Kitabın diğer bölümlerin Frankl’ın tüm yaşadıkları ve anlam arayışı
ışığında kurduğu bir ekol olan logoterapiden bahseder. “Logos” Yunanca’da anlam manasına gelen bir kelimedir. Logoterapi de
kişinin hayattaki anlam arayışının son bulmasının birçok şeyi düzenleyeceğini
savunan bir terapi şekli. Frankl’a göre anlam sadece kişinin kendisi tarafından
bulunabilir; eşsiz ve özeldir. Bu yolda logoterapi kişinin sorumluluklarının
farkına varmasını sağlamaya çalışır. Kime, neye ve ne için sorumlu olduğunu
kişi kendisi seçer. Dolayısıyla kişi topluma karşı mı yoksa kendi bilincine
karşı mı sorumlu olduğunu da kendisi seçer. Bu anlamda logoterapi insanın
tamamen koşullandırılmış ve belirlenmiş olduğunu savunan pan-determinizm
anlayışına eleştiri getirir. Bireysel kişilik öz itibari ile tahmin
edilemezdir. Kişi her zaman biyolojik, ruhsal ve toplumsal koşulların üzerine
çıkabilir. Frankl kitabında şöyle der: “İnsan,
sıradan bir şey, bir nesne değildir; nesneler birbirini belirler ama insan
nihai anlamda kendisini belirleyen bir varlıktır. Olduğu kişiyi kendisi
yaratır.”
Logoterapi anlayışına göre hayatın
anlamı sadece hazda ya da mutlulukta bulunmaz. Haz bir amaç haline getirildiği ölçüde uzaklaşır bizden. Mutlu
olmak arayarak ulaşılacak bir hedef değildir, mutlu olmak için bir neden
yaratmak gerekir. Bu nedeni bulduğumuzda mutluluk kendiliğinden gelir. Frankl
haz almanın ve acı çekmenin her zaman patolojik bir olgu olmadığını savunur.

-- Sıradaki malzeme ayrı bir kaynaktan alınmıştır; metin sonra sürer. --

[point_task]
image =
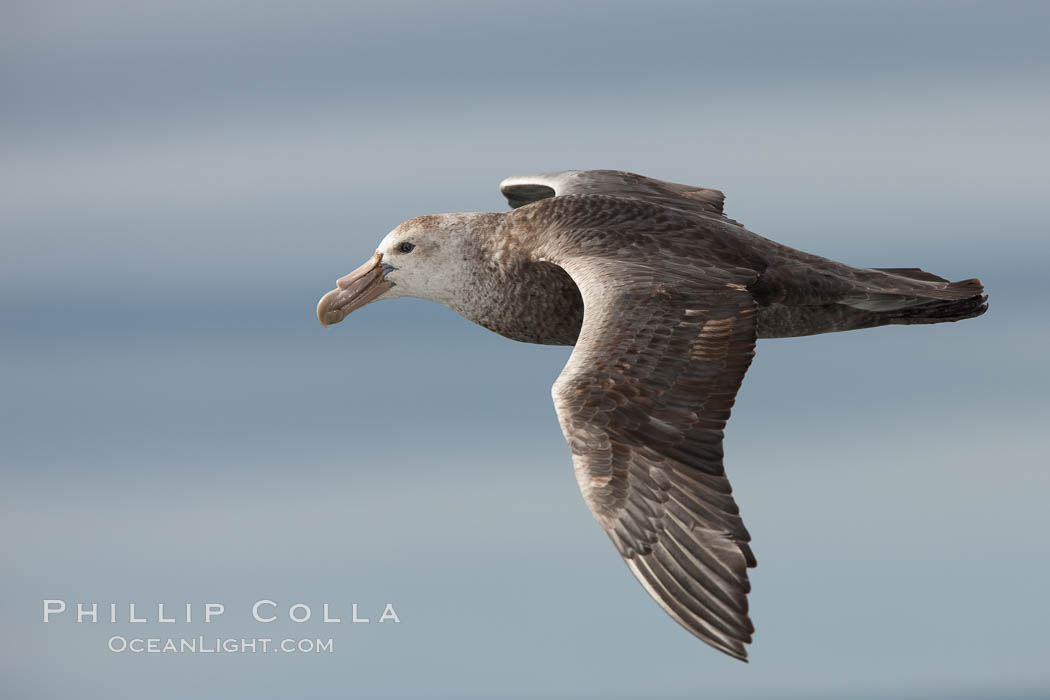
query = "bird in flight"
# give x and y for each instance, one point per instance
(663, 298)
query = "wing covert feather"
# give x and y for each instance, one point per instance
(643, 403)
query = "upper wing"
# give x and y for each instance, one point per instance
(526, 189)
(643, 402)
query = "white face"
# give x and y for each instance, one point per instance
(426, 257)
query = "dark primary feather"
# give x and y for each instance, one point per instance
(673, 300)
(643, 403)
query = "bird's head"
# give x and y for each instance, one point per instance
(425, 257)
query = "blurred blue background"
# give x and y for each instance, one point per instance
(182, 181)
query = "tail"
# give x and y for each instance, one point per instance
(952, 301)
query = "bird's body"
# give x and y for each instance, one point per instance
(664, 298)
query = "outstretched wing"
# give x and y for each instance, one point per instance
(643, 402)
(521, 190)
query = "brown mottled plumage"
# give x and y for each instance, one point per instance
(664, 298)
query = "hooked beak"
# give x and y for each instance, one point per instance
(364, 284)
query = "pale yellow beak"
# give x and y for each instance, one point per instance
(357, 289)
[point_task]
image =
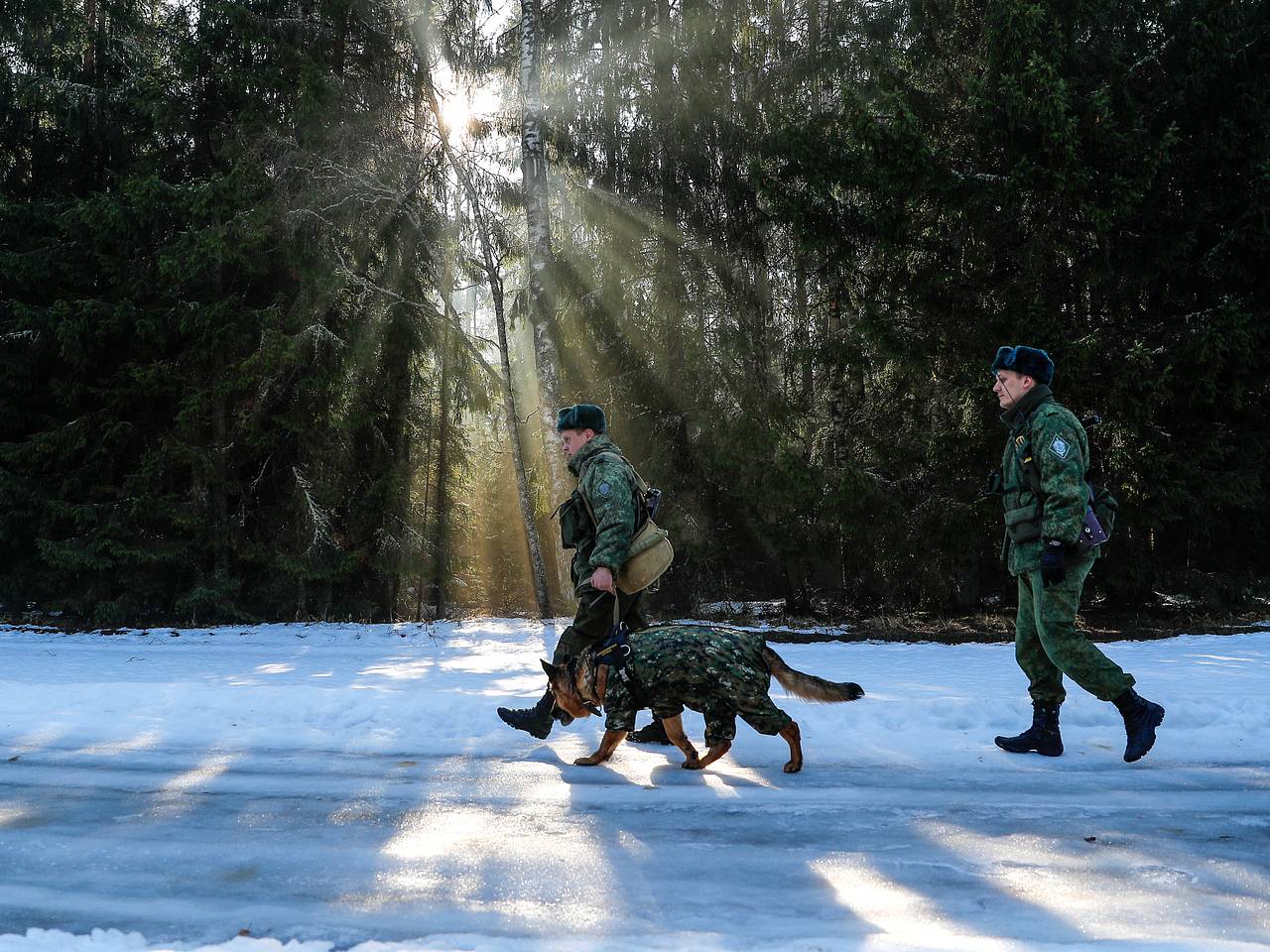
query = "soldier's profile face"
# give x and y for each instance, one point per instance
(1008, 386)
(572, 440)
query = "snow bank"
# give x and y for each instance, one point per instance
(348, 787)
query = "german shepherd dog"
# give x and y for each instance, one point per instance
(719, 671)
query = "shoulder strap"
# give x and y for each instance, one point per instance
(639, 480)
(639, 484)
(1032, 468)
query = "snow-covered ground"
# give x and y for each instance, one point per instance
(349, 785)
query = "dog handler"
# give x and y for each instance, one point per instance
(607, 489)
(1046, 497)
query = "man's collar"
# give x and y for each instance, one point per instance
(1029, 402)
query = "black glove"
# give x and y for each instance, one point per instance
(1052, 567)
(992, 485)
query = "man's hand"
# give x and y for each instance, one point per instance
(1052, 562)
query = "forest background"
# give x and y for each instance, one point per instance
(290, 290)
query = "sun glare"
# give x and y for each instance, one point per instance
(463, 105)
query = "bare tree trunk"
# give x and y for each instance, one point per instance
(443, 525)
(493, 276)
(538, 221)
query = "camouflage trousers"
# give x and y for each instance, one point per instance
(594, 620)
(1048, 645)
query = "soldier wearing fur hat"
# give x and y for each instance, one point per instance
(597, 522)
(1044, 492)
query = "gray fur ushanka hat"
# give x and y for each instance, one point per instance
(1029, 361)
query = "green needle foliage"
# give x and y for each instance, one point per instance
(789, 236)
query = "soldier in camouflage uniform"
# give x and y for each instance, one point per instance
(1046, 495)
(597, 522)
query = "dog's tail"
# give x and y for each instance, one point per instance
(808, 685)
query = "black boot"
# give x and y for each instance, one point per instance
(649, 734)
(1141, 719)
(1043, 737)
(534, 720)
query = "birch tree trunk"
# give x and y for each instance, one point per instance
(538, 566)
(538, 222)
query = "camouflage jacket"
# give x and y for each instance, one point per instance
(608, 485)
(717, 671)
(1061, 448)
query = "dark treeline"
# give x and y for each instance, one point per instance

Acı çekmemizin nedeni varoluşsal engellemelerimizi fark etmemiz ise çektiğimiz
acı nevrotik bir semptom olmaktan çok insanca bir başarıdır. İnsanın anlam
arayışı içsel denge yerine içsel gerilim yaratabilir. Frankl’a göre insanın gerçekten ihtiyaç duyduğu şey acı ve
gerilimlerden arınmış bir hayat değil; çaba göstermeye değer bir hedef, özgürce
seçilen bir amaç için mücadele etmektir. Acılarımıza değen bir yaşam
şeklini seçtiğimizde çok uzun yıllar sonra da hayatımız ve geçmişimiz bizim
için çok fazla anlam ifade eder. Sevgilerimiz, kayıplarımız, başarılarımız ve
en önemlisi cesurca ve onurla yaşanan acılarımız hep bizimle kalır. Acılarımıza
değen bir hayat gurur duyulası bir hayattır. Tüm bu acılardan ve sevgilerden
oluşturduğumuz kendiliğimiz ise tüm şartların üzerinde eşsiz ve özeldir. Sevgi
dolu kalplere değdiğiniz ve acılarınıza değecek bir yaşam sürmeniz dileğiyle.